Je maudis ton instinct qui tape violemment
Sur la porte des saints « indélicatement ».
Touche-moi cette épaule une seconde fois
Et ma main, par mégarde, immolera sa foi
Pour combler tout le vide qui orne ta tête.
INFIRMIER1_ C’est comme ça ? Tu veux jouer le trouble-fête ?
(Il sort d’un pas décidé pour chercher son collègue)
CYRANO_ (S’adresse au surveillant comme s’il était encore là
puis seulement à Antonin)
Le dos contre les yeux chacun s’en est allé.
Même les mots courants se savent plus parler… (Pause)
ANTONIN_ (A lui-même…)
Ils ne sont que des sons sur des bouches en cuivre
Que de pauvres pensées veulent encore suivre.
CYRANO_ (L’ayant entendu)
On parle…. Et on se parle….. sans avoir réussi
Dans un monde de morts à brûler le souci.
La peur de l’étranger a détruit cette envie
De voir et partager la somme d’une vie.
Je suis ce Cyrano qui a la bouche pleine
D’émotions, de mots, de colères pour leur peine.
J’ai dit à ces humains « vous êtes bien trop bas ».
Levez-vous en esprit et ne renoncez pas.
ANTONIN_ Vous êtes Savinien De Cyrano ?
CYRANO_ Lui-même !
ANTONIN_ De Cyrano De Bergerac ?
CYRANO_ Oui, le deuxième !
[i] Thomas :
Allusion à peine déguisée à Thomas Sertillanges.
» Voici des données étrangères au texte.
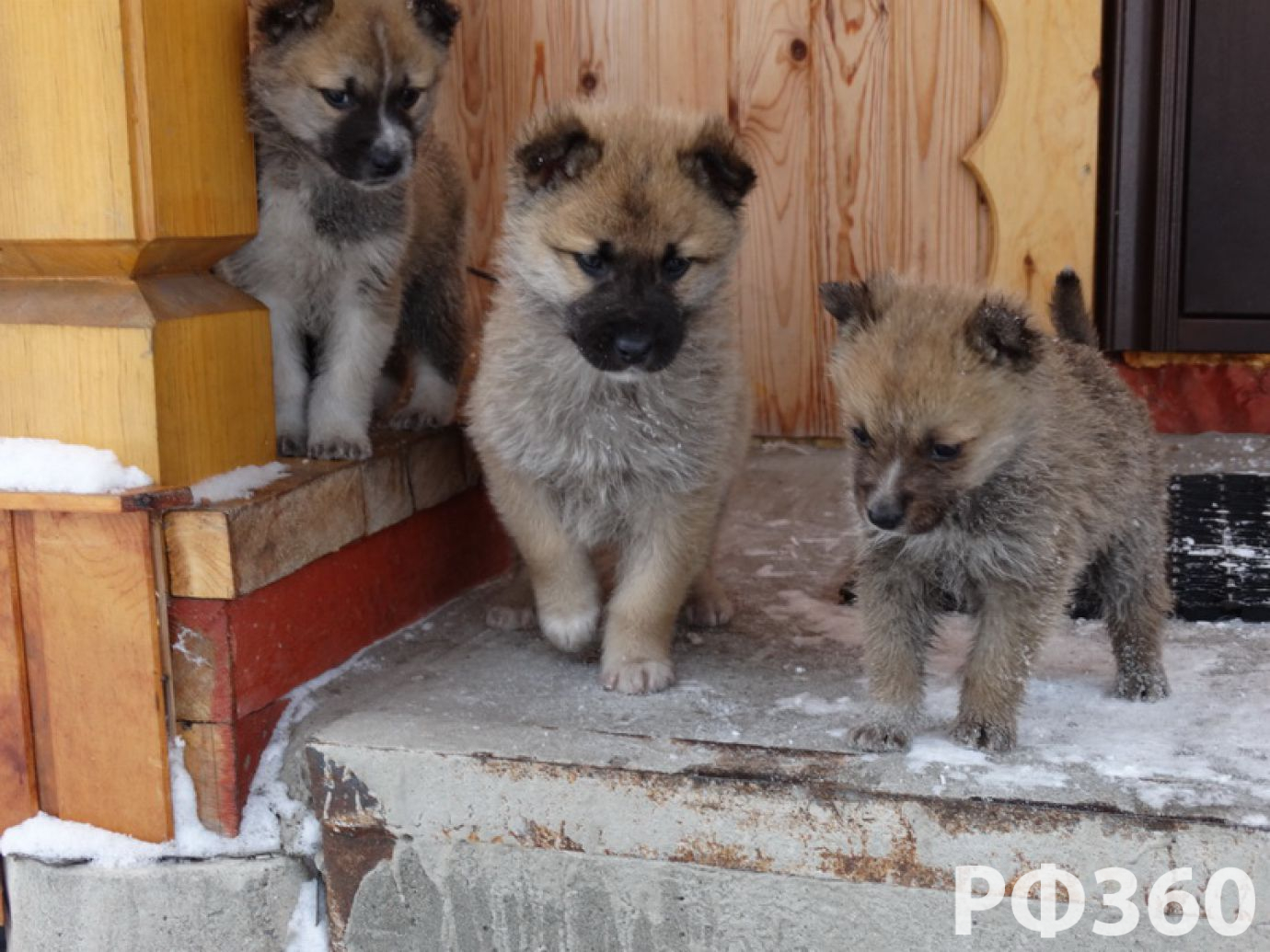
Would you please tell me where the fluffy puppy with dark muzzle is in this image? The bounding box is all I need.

Auteur d'un site Internet (cf. site http://www.cyranodebergerac.fr) Thomas Sertillanges est un passionné de Cyrano de Bergerac. Homme de théâtre et de communication, de radio, (il fut producteur de « l'Oreille en coin » sur France inter), Tintinophile (il a publié « la Vie quotidienne à Moulinsart » aux éditions Hachette). Il possède sa propre collection de pièces rares composée, notamment d'affiches et de statuettes.